1. Defending Alyssa Thomas
Phoenix’s secret weapon throughout the playoffs had been Alyssa Thomas operating as the ball handler in inverted pick-and-rolls, a wrinkle that confused the New York Liberty in the first round and the Minnesota Lynx in the semifinals and created advantages through Thomas’ unique combination of size, passing vision and ability to attack smaller defenders in space.
The Aces, however, had the perfect antidote.
Jackie Young, Dana Evans and Jewell Loyd brought a level of physical resistance that Thomas hadn’t encountered all postseason. Chelsea Gray, who led all guards in post ups defended during the regular season, proved that her defensive versatility extended to handling bigger, stronger players.

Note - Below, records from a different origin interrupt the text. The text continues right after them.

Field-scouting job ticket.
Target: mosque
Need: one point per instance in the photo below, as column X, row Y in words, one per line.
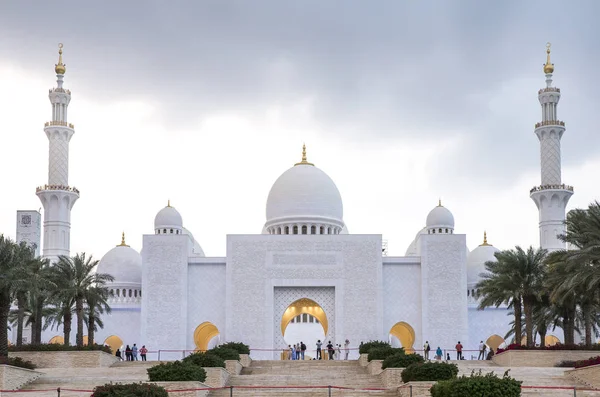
column 305, row 276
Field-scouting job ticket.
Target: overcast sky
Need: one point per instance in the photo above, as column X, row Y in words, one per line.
column 206, row 103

When Thomas would attack downhill off inverted screens—situations that had generated easy baskets against the Liberty and Lynx—she found herself bodied up by guards who refused to give ground.
According to Second Spectrum tracking, Thomas’s efficiency in inverted pick-and-roll actions dropped to just 0.75 points per direct play in the last three games of the Finals, down from .97 in the regular season. The Aces guards’ willingness to absorb contact and fight through screens disrupted Phoenix’s entire offensive ecosystem. When Thomas couldn’t consistently make plays, the Mercury’s halfcourt offense collapsed, and their secondary options struggled to create quality looks.
This physical approach extended to how Las Vegas defended Phoenix’s other actions. The Aces weren’t just content to switch; they were aggressive at the point of attack, pressuring ball handlers and forcing Phoenix into uncomfortable situations. Even breaking out an occasional zone throughout the series all proved effective in taking Phoenix out of rhythm.
2. The margins mattered
For all the talk about pace and physicality, the series ultimately came down to basketball’s most fundamental currency: possessions.
The Aces won the turnover battle in three of the four games, but their dominance was most pronounced in the two nail-biters—Game 1 and Game 3—both of which Las Vegas won by a combined five points. When games are decided by two or three possessions, those margins are everything. In Game 4, the Aces had only seven turnovers, which was less than Alyssa Thomas had for the entire game. A nine percent turnover percentage for the entire series for Las Vegas is remarkable, and to dominate the margins the way they did against a team that typically excels in the small differentials is even more impressive.
The rebounding battle followed the same script. Phoenix, despite having some size to match the Vegas with the length of Satou Sabally and Natasha Mack, was thoroughly dominated on the glass. The Aces outrebounded the Mercury narrowly in the series, with Wilson’s 11.7 rebounds per game dwarfing any individual Phoenix effort.
Phoenix had built their playoff reputation on forcing turnovers and capitalizing in transition, ranking second in the playoffs in transition opportunities. But against Las Vegas, the script flipped entirely. The Aces were more intentional in transition, more physical on defense and far more disciplined with the basketball. In Game 2 and 4 combined, the Aces had 25 more true shot attempts than Phoenix.
Phoenix’s vaunted matchup-hunting style never materialized against an Aces team that refused to provide vulnerable targets. Las Vegas’s bench, supposedly the weak link that Phoenix could exploit, played with such pace and purpose that their limitations never came into focus. The Gray-Young pick-and-roll proved still to be timeless.
In what is likely the greatest in-season turnaround in league history, the Aces showed that, when executed with championship-level talent and experience, basketball’s fundamentals still reign supreme.